CBP to Administer First Electronic Customs Broker Exams on October 25
WASHINGTON— U.S. Customs and Border Protection will administer the first electronic Customs Broker License Examination on October 25. Interested applicants have until September 22 to register for the upcoming exam. The transition from a written to electronic exam is part of CBP’s efforts to modernize trade operations.
“CBP is pleased to offer an all-electronic version of the Customs Broker Exam to the more than 2,500 people who take the exam each year,” said Brenda Smith, Executive Assistant Commissioner, Office of Trade. “The modernized exam will provide for faster exam results to examinees and quicker results on appeals while being more cost efficient for CBP.”
CBP administers the Customs Broker Exam twice a year.

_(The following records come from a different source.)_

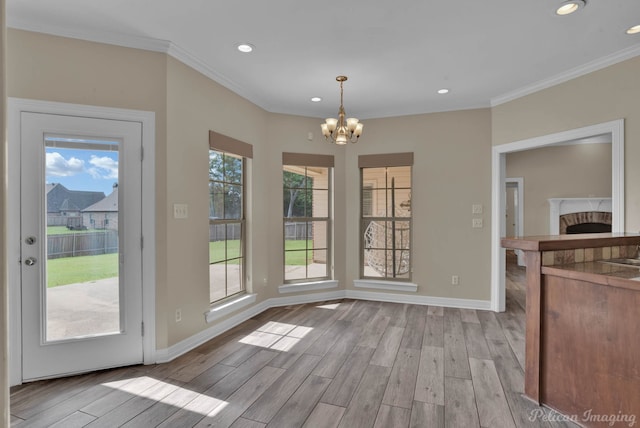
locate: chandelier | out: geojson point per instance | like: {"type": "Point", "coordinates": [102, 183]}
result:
{"type": "Point", "coordinates": [336, 129]}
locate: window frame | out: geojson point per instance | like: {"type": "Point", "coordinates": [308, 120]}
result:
{"type": "Point", "coordinates": [384, 161]}
{"type": "Point", "coordinates": [227, 146]}
{"type": "Point", "coordinates": [293, 162]}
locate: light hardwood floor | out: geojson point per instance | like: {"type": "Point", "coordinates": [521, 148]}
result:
{"type": "Point", "coordinates": [333, 364]}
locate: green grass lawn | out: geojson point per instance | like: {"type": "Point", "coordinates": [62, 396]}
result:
{"type": "Point", "coordinates": [216, 251]}
{"type": "Point", "coordinates": [70, 270]}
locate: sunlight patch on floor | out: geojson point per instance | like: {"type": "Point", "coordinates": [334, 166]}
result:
{"type": "Point", "coordinates": [277, 336]}
{"type": "Point", "coordinates": [201, 404]}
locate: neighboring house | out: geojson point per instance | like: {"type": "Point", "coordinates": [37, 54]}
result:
{"type": "Point", "coordinates": [64, 206]}
{"type": "Point", "coordinates": [104, 213]}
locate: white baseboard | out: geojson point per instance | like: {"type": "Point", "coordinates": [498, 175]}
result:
{"type": "Point", "coordinates": [184, 346]}
{"type": "Point", "coordinates": [412, 299]}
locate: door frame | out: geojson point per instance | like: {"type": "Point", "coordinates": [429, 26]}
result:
{"type": "Point", "coordinates": [498, 175]}
{"type": "Point", "coordinates": [519, 185]}
{"type": "Point", "coordinates": [15, 106]}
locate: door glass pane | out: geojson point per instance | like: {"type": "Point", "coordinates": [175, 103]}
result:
{"type": "Point", "coordinates": [82, 271]}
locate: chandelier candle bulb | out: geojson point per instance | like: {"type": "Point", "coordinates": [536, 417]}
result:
{"type": "Point", "coordinates": [341, 131]}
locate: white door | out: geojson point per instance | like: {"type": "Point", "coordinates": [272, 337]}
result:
{"type": "Point", "coordinates": [80, 231]}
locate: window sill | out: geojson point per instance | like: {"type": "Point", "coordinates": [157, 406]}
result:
{"type": "Point", "coordinates": [307, 286]}
{"type": "Point", "coordinates": [386, 285]}
{"type": "Point", "coordinates": [223, 309]}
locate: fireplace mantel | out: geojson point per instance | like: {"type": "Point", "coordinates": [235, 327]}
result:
{"type": "Point", "coordinates": [562, 206]}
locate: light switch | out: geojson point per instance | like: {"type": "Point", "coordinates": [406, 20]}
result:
{"type": "Point", "coordinates": [180, 211]}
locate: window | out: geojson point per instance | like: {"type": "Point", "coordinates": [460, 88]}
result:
{"type": "Point", "coordinates": [385, 216]}
{"type": "Point", "coordinates": [307, 216]}
{"type": "Point", "coordinates": [227, 223]}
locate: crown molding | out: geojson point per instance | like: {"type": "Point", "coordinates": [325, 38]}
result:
{"type": "Point", "coordinates": [124, 40]}
{"type": "Point", "coordinates": [143, 43]}
{"type": "Point", "coordinates": [190, 60]}
{"type": "Point", "coordinates": [573, 73]}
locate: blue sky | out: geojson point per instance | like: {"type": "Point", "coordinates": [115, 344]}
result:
{"type": "Point", "coordinates": [79, 169]}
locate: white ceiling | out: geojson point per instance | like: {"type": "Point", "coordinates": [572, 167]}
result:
{"type": "Point", "coordinates": [396, 54]}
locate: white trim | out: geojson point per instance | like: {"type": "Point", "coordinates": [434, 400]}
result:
{"type": "Point", "coordinates": [307, 286]}
{"type": "Point", "coordinates": [587, 68]}
{"type": "Point", "coordinates": [222, 310]}
{"type": "Point", "coordinates": [386, 285]}
{"type": "Point", "coordinates": [14, 108]}
{"type": "Point", "coordinates": [498, 168]}
{"type": "Point", "coordinates": [447, 302]}
{"type": "Point", "coordinates": [170, 48]}
{"type": "Point", "coordinates": [192, 342]}
{"type": "Point", "coordinates": [116, 39]}
{"type": "Point", "coordinates": [186, 345]}
{"type": "Point", "coordinates": [519, 182]}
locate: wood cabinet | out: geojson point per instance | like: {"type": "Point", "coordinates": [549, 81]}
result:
{"type": "Point", "coordinates": [583, 329]}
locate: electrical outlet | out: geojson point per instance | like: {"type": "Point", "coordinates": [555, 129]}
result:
{"type": "Point", "coordinates": [180, 211]}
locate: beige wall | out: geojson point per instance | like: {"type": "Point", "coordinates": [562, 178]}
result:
{"type": "Point", "coordinates": [452, 171]}
{"type": "Point", "coordinates": [452, 164]}
{"type": "Point", "coordinates": [577, 171]}
{"type": "Point", "coordinates": [58, 69]}
{"type": "Point", "coordinates": [4, 318]}
{"type": "Point", "coordinates": [196, 105]}
{"type": "Point", "coordinates": [608, 94]}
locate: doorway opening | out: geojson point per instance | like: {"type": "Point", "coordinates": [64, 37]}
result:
{"type": "Point", "coordinates": [51, 223]}
{"type": "Point", "coordinates": [615, 129]}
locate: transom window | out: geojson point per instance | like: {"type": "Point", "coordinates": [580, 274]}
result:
{"type": "Point", "coordinates": [385, 219]}
{"type": "Point", "coordinates": [307, 216]}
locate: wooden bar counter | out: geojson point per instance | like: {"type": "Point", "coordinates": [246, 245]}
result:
{"type": "Point", "coordinates": [582, 355]}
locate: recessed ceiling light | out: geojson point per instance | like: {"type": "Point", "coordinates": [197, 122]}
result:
{"type": "Point", "coordinates": [634, 30]}
{"type": "Point", "coordinates": [245, 47]}
{"type": "Point", "coordinates": [570, 6]}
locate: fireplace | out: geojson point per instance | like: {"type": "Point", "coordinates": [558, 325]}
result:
{"type": "Point", "coordinates": [579, 215]}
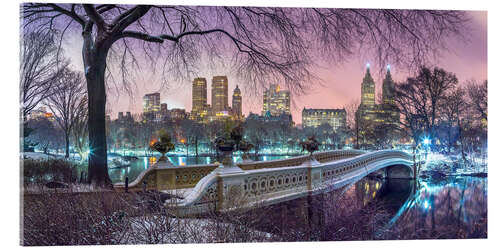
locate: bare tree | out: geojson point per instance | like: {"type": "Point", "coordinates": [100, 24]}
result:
{"type": "Point", "coordinates": [266, 44]}
{"type": "Point", "coordinates": [39, 69]}
{"type": "Point", "coordinates": [66, 101]}
{"type": "Point", "coordinates": [453, 109]}
{"type": "Point", "coordinates": [80, 131]}
{"type": "Point", "coordinates": [419, 98]}
{"type": "Point", "coordinates": [478, 95]}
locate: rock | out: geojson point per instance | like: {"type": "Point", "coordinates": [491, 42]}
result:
{"type": "Point", "coordinates": [55, 184]}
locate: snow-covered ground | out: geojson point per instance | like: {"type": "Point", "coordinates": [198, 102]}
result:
{"type": "Point", "coordinates": [162, 229]}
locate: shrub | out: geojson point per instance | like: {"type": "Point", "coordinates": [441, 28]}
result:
{"type": "Point", "coordinates": [42, 171]}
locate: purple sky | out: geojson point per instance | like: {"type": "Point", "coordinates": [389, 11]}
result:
{"type": "Point", "coordinates": [341, 83]}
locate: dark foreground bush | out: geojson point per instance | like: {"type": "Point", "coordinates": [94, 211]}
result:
{"type": "Point", "coordinates": [107, 217]}
{"type": "Point", "coordinates": [43, 171]}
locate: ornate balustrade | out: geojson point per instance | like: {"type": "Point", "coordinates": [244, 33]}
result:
{"type": "Point", "coordinates": [228, 188]}
{"type": "Point", "coordinates": [162, 177]}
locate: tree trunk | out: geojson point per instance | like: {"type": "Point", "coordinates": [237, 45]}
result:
{"type": "Point", "coordinates": [196, 146]}
{"type": "Point", "coordinates": [95, 68]}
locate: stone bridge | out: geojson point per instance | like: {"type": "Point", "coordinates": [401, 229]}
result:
{"type": "Point", "coordinates": [223, 188]}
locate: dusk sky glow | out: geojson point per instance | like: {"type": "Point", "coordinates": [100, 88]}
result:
{"type": "Point", "coordinates": [341, 82]}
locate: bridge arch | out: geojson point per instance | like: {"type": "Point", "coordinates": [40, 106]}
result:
{"type": "Point", "coordinates": [221, 185]}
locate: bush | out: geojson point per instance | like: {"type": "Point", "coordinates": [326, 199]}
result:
{"type": "Point", "coordinates": [42, 171]}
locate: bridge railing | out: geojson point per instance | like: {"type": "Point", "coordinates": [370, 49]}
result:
{"type": "Point", "coordinates": [162, 177]}
{"type": "Point", "coordinates": [273, 185]}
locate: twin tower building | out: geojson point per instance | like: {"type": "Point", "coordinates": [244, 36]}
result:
{"type": "Point", "coordinates": [386, 113]}
{"type": "Point", "coordinates": [202, 111]}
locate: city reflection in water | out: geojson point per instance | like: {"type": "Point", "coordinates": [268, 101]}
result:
{"type": "Point", "coordinates": [372, 208]}
{"type": "Point", "coordinates": [385, 209]}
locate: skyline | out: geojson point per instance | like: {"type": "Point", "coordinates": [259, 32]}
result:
{"type": "Point", "coordinates": [341, 82]}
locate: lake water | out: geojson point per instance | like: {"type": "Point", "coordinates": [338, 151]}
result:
{"type": "Point", "coordinates": [452, 207]}
{"type": "Point", "coordinates": [375, 209]}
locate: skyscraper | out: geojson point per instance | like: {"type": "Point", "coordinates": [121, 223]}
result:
{"type": "Point", "coordinates": [385, 115]}
{"type": "Point", "coordinates": [276, 101]}
{"type": "Point", "coordinates": [336, 118]}
{"type": "Point", "coordinates": [199, 95]}
{"type": "Point", "coordinates": [368, 90]}
{"type": "Point", "coordinates": [219, 94]}
{"type": "Point", "coordinates": [164, 111]}
{"type": "Point", "coordinates": [237, 103]}
{"type": "Point", "coordinates": [388, 88]}
{"type": "Point", "coordinates": [151, 106]}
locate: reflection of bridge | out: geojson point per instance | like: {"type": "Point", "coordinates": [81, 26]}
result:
{"type": "Point", "coordinates": [270, 182]}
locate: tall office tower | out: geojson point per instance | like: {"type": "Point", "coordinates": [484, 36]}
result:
{"type": "Point", "coordinates": [219, 94]}
{"type": "Point", "coordinates": [368, 90]}
{"type": "Point", "coordinates": [199, 96]}
{"type": "Point", "coordinates": [151, 106]}
{"type": "Point", "coordinates": [276, 101]}
{"type": "Point", "coordinates": [163, 111]}
{"type": "Point", "coordinates": [237, 103]}
{"type": "Point", "coordinates": [389, 111]}
{"type": "Point", "coordinates": [336, 118]}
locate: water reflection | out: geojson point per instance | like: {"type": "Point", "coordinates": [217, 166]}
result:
{"type": "Point", "coordinates": [374, 209]}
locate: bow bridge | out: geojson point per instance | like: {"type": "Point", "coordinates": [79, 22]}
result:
{"type": "Point", "coordinates": [217, 187]}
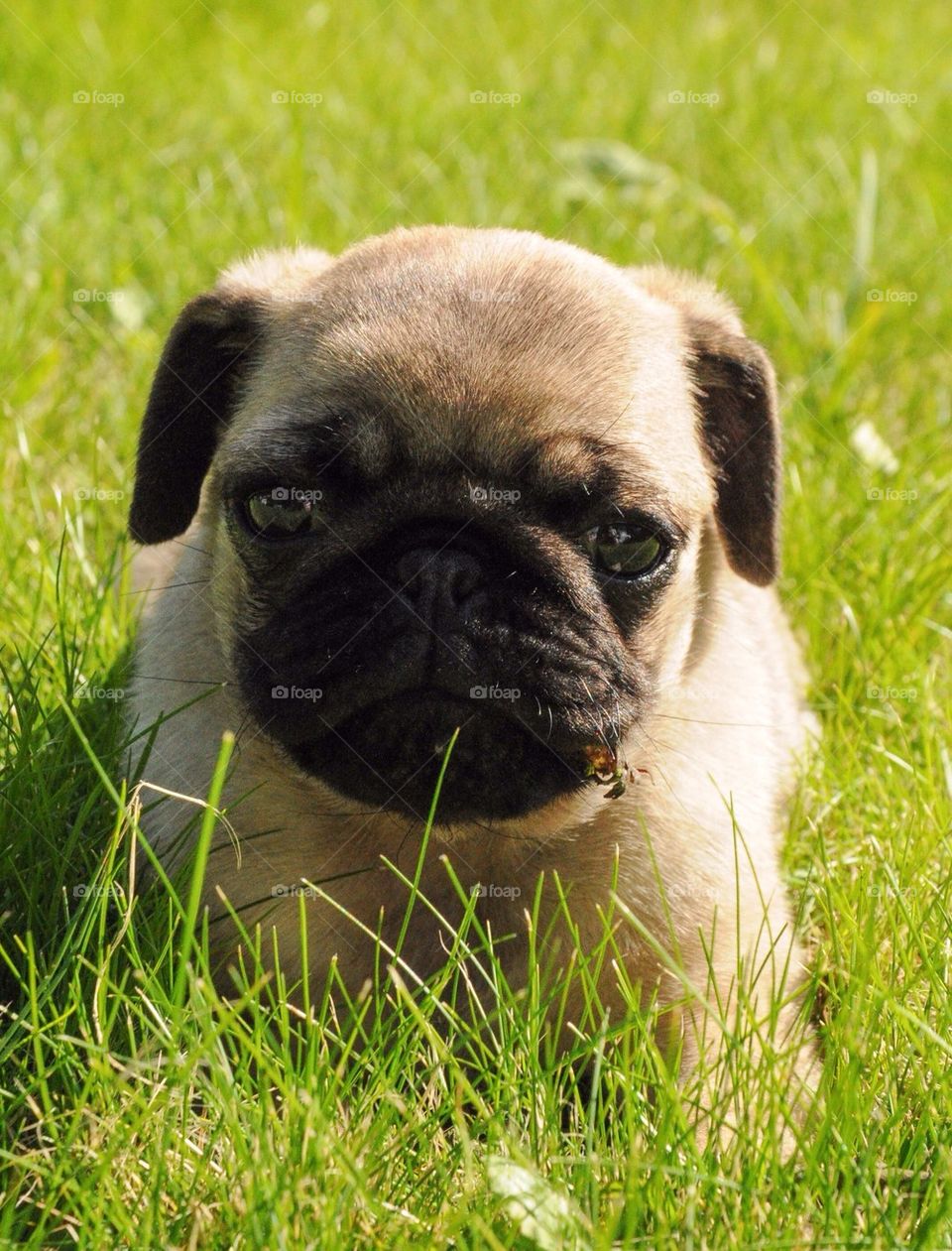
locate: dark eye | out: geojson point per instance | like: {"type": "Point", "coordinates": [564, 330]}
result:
{"type": "Point", "coordinates": [626, 548]}
{"type": "Point", "coordinates": [282, 512]}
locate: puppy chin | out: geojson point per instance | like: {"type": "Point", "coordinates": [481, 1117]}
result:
{"type": "Point", "coordinates": [387, 756]}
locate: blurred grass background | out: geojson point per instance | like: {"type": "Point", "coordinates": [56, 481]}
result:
{"type": "Point", "coordinates": [797, 154]}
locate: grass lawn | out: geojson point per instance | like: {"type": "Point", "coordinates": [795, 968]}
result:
{"type": "Point", "coordinates": [795, 153]}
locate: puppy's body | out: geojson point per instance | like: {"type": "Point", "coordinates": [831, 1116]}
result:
{"type": "Point", "coordinates": [443, 363]}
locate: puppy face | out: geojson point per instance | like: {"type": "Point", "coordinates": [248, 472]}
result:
{"type": "Point", "coordinates": [457, 479]}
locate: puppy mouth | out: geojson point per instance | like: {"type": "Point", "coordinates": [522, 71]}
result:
{"type": "Point", "coordinates": [389, 753]}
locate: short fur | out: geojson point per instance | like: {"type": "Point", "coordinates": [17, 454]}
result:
{"type": "Point", "coordinates": [398, 378]}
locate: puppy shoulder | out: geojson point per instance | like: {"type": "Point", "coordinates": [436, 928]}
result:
{"type": "Point", "coordinates": [274, 273]}
{"type": "Point", "coordinates": [694, 297]}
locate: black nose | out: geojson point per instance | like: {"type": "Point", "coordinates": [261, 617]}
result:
{"type": "Point", "coordinates": [438, 583]}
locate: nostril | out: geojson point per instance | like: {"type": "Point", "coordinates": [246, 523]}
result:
{"type": "Point", "coordinates": [431, 578]}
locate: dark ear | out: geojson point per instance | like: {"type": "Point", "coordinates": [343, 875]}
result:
{"type": "Point", "coordinates": [737, 398]}
{"type": "Point", "coordinates": [192, 398]}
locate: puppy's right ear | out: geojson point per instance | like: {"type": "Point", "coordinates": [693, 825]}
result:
{"type": "Point", "coordinates": [192, 398]}
{"type": "Point", "coordinates": [196, 389]}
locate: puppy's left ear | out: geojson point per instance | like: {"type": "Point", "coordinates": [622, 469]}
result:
{"type": "Point", "coordinates": [737, 401]}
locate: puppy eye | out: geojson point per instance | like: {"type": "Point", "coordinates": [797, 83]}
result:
{"type": "Point", "coordinates": [626, 548]}
{"type": "Point", "coordinates": [281, 513]}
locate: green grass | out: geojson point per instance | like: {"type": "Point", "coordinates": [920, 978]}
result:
{"type": "Point", "coordinates": [138, 1107]}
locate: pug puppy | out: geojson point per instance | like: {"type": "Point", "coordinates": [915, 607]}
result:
{"type": "Point", "coordinates": [484, 480]}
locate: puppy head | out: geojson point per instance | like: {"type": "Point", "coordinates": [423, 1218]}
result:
{"type": "Point", "coordinates": [458, 478]}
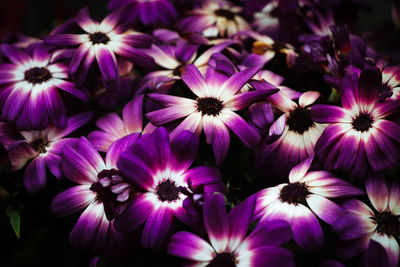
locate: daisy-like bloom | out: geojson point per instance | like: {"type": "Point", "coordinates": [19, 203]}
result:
{"type": "Point", "coordinates": [29, 88]}
{"type": "Point", "coordinates": [294, 132]}
{"type": "Point", "coordinates": [217, 99]}
{"type": "Point", "coordinates": [173, 59]}
{"type": "Point", "coordinates": [359, 135]}
{"type": "Point", "coordinates": [302, 200]}
{"type": "Point", "coordinates": [161, 168]}
{"type": "Point", "coordinates": [265, 48]}
{"type": "Point", "coordinates": [114, 129]}
{"type": "Point", "coordinates": [229, 245]}
{"type": "Point", "coordinates": [150, 12]}
{"type": "Point", "coordinates": [362, 225]}
{"type": "Point", "coordinates": [102, 192]}
{"type": "Point", "coordinates": [216, 18]}
{"type": "Point", "coordinates": [43, 148]}
{"type": "Point", "coordinates": [101, 41]}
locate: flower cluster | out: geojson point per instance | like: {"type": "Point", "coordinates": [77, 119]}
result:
{"type": "Point", "coordinates": [301, 133]}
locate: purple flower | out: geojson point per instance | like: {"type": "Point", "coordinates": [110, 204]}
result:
{"type": "Point", "coordinates": [43, 148]}
{"type": "Point", "coordinates": [102, 193]}
{"type": "Point", "coordinates": [101, 41]}
{"type": "Point", "coordinates": [113, 129]}
{"type": "Point", "coordinates": [230, 245]}
{"type": "Point", "coordinates": [363, 225]}
{"type": "Point", "coordinates": [302, 200]}
{"type": "Point", "coordinates": [29, 83]}
{"type": "Point", "coordinates": [360, 135]}
{"type": "Point", "coordinates": [173, 59]}
{"type": "Point", "coordinates": [149, 12]}
{"type": "Point", "coordinates": [161, 168]}
{"type": "Point", "coordinates": [217, 99]}
{"type": "Point", "coordinates": [215, 18]}
{"type": "Point", "coordinates": [294, 134]}
{"type": "Point", "coordinates": [265, 48]}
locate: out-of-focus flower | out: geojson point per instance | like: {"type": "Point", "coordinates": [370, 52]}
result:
{"type": "Point", "coordinates": [102, 192]}
{"type": "Point", "coordinates": [292, 136]}
{"type": "Point", "coordinates": [302, 200]}
{"type": "Point", "coordinates": [265, 48]}
{"type": "Point", "coordinates": [360, 135]}
{"type": "Point", "coordinates": [149, 12]}
{"type": "Point", "coordinates": [43, 148]}
{"type": "Point", "coordinates": [101, 41]}
{"type": "Point", "coordinates": [29, 88]}
{"type": "Point", "coordinates": [217, 99]}
{"type": "Point", "coordinates": [363, 225]}
{"type": "Point", "coordinates": [215, 18]}
{"type": "Point", "coordinates": [161, 168]}
{"type": "Point", "coordinates": [229, 244]}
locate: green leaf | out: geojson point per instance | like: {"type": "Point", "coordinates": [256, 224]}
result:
{"type": "Point", "coordinates": [15, 220]}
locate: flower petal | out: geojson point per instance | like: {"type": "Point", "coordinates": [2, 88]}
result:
{"type": "Point", "coordinates": [158, 228]}
{"type": "Point", "coordinates": [216, 221]}
{"type": "Point", "coordinates": [190, 246]}
{"type": "Point", "coordinates": [72, 200]}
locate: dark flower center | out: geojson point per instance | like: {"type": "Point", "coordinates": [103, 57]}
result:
{"type": "Point", "coordinates": [224, 259]}
{"type": "Point", "coordinates": [225, 14]}
{"type": "Point", "coordinates": [300, 120]}
{"type": "Point", "coordinates": [105, 195]}
{"type": "Point", "coordinates": [99, 38]}
{"type": "Point", "coordinates": [363, 122]}
{"type": "Point", "coordinates": [260, 48]}
{"type": "Point", "coordinates": [178, 70]}
{"type": "Point", "coordinates": [388, 223]}
{"type": "Point", "coordinates": [40, 144]}
{"type": "Point", "coordinates": [209, 105]}
{"type": "Point", "coordinates": [37, 75]}
{"type": "Point", "coordinates": [167, 191]}
{"type": "Point", "coordinates": [294, 193]}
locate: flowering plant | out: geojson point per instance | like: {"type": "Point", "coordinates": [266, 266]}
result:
{"type": "Point", "coordinates": [201, 133]}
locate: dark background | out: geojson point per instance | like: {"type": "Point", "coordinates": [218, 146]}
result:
{"type": "Point", "coordinates": [44, 238]}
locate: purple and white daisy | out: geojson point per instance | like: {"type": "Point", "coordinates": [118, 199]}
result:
{"type": "Point", "coordinates": [304, 199]}
{"type": "Point", "coordinates": [42, 148]}
{"type": "Point", "coordinates": [29, 86]}
{"type": "Point", "coordinates": [101, 41]}
{"type": "Point", "coordinates": [229, 244]}
{"type": "Point", "coordinates": [173, 59]}
{"type": "Point", "coordinates": [363, 225]}
{"type": "Point", "coordinates": [294, 133]}
{"type": "Point", "coordinates": [149, 12]}
{"type": "Point", "coordinates": [215, 18]}
{"type": "Point", "coordinates": [360, 135]}
{"type": "Point", "coordinates": [102, 192]}
{"type": "Point", "coordinates": [114, 129]}
{"type": "Point", "coordinates": [161, 168]}
{"type": "Point", "coordinates": [217, 98]}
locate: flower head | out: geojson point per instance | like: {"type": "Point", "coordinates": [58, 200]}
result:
{"type": "Point", "coordinates": [29, 85]}
{"type": "Point", "coordinates": [161, 168]}
{"type": "Point", "coordinates": [360, 135]}
{"type": "Point", "coordinates": [229, 243]}
{"type": "Point", "coordinates": [363, 225]}
{"type": "Point", "coordinates": [292, 136]}
{"type": "Point", "coordinates": [102, 192]}
{"type": "Point", "coordinates": [43, 148]}
{"type": "Point", "coordinates": [216, 18]}
{"type": "Point", "coordinates": [101, 41]}
{"type": "Point", "coordinates": [217, 99]}
{"type": "Point", "coordinates": [302, 200]}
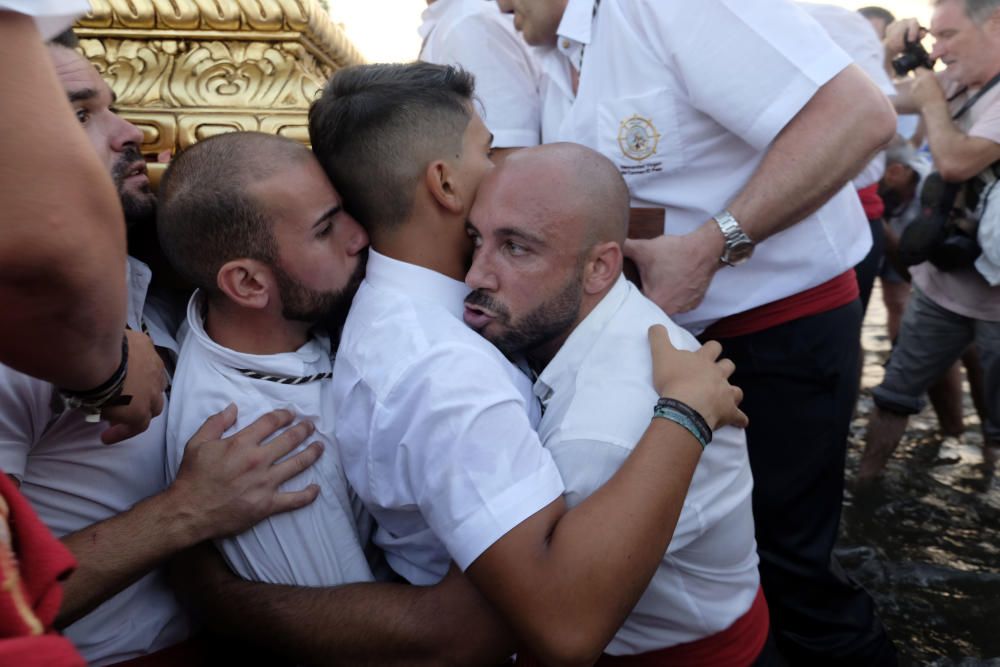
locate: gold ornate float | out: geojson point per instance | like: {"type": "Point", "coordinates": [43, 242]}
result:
{"type": "Point", "coordinates": [184, 70]}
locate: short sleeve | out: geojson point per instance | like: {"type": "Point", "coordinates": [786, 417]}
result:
{"type": "Point", "coordinates": [471, 459]}
{"type": "Point", "coordinates": [751, 65]}
{"type": "Point", "coordinates": [506, 77]}
{"type": "Point", "coordinates": [51, 16]}
{"type": "Point", "coordinates": [987, 125]}
{"type": "Point", "coordinates": [24, 414]}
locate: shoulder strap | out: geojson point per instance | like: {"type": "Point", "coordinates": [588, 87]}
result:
{"type": "Point", "coordinates": [975, 98]}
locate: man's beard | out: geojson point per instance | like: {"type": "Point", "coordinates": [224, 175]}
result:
{"type": "Point", "coordinates": [541, 325]}
{"type": "Point", "coordinates": [326, 311]}
{"type": "Point", "coordinates": [139, 208]}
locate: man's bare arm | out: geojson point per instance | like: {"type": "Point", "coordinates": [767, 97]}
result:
{"type": "Point", "coordinates": [354, 624]}
{"type": "Point", "coordinates": [223, 487]}
{"type": "Point", "coordinates": [62, 235]}
{"type": "Point", "coordinates": [566, 580]}
{"type": "Point", "coordinates": [826, 144]}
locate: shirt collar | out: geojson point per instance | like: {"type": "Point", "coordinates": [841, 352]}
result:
{"type": "Point", "coordinates": [138, 277]}
{"type": "Point", "coordinates": [303, 361]}
{"type": "Point", "coordinates": [574, 31]}
{"type": "Point", "coordinates": [416, 282]}
{"type": "Point", "coordinates": [432, 16]}
{"type": "Point", "coordinates": [561, 371]}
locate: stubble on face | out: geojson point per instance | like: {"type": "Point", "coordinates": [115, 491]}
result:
{"type": "Point", "coordinates": [541, 325]}
{"type": "Point", "coordinates": [139, 206]}
{"type": "Point", "coordinates": [325, 310]}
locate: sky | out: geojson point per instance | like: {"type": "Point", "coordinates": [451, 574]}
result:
{"type": "Point", "coordinates": [386, 30]}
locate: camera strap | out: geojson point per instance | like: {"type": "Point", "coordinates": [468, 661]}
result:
{"type": "Point", "coordinates": [969, 103]}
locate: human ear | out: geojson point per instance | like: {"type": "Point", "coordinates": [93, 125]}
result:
{"type": "Point", "coordinates": [603, 267]}
{"type": "Point", "coordinates": [441, 181]}
{"type": "Point", "coordinates": [246, 282]}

In June, CBP announced that the exam dates would move to the fourth Wednesday in April and October and the fee would increase to $390. Only U.S. citizens at least 18 years of age who are not employees of the U.S. federal government are eligible to take the Customs Broker Exam. The exam is given at 48 locations across the country. Upon registering, the applicant selects their business port and will then be assigned the exam location closest to their selected port.
According to Section 641 of the Tariff Act of 1930, a person must hold a valid customs brokers license and permit in order to transact customs business on behalf of others. Customs brokers are private individuals, partnerships, associations or corporations licensed, regulated and empowered by CBP to assist importers and exporters in meeting requirements governing imports and exports. Customs brokers must pass the exam in order to become licensed. There are currently more than 14,000 active customs brokers in the United States.
The October 25 exam application deadline is Friday, September 22, 2017, at 11:59 p.m. (EDT). To register, take the practice test or to find out more about becoming a Customs Broker, please visit CBP.gov.
U.S. Customs and Border Protection is the unified border agency within the Department of Homeland Security charged with the management, control and protection of our nation's borders at and between the official ports of entry. CBP is charged with keeping terrorists and terrorist weapons out of the country while enforcing hundreds of U.S. laws.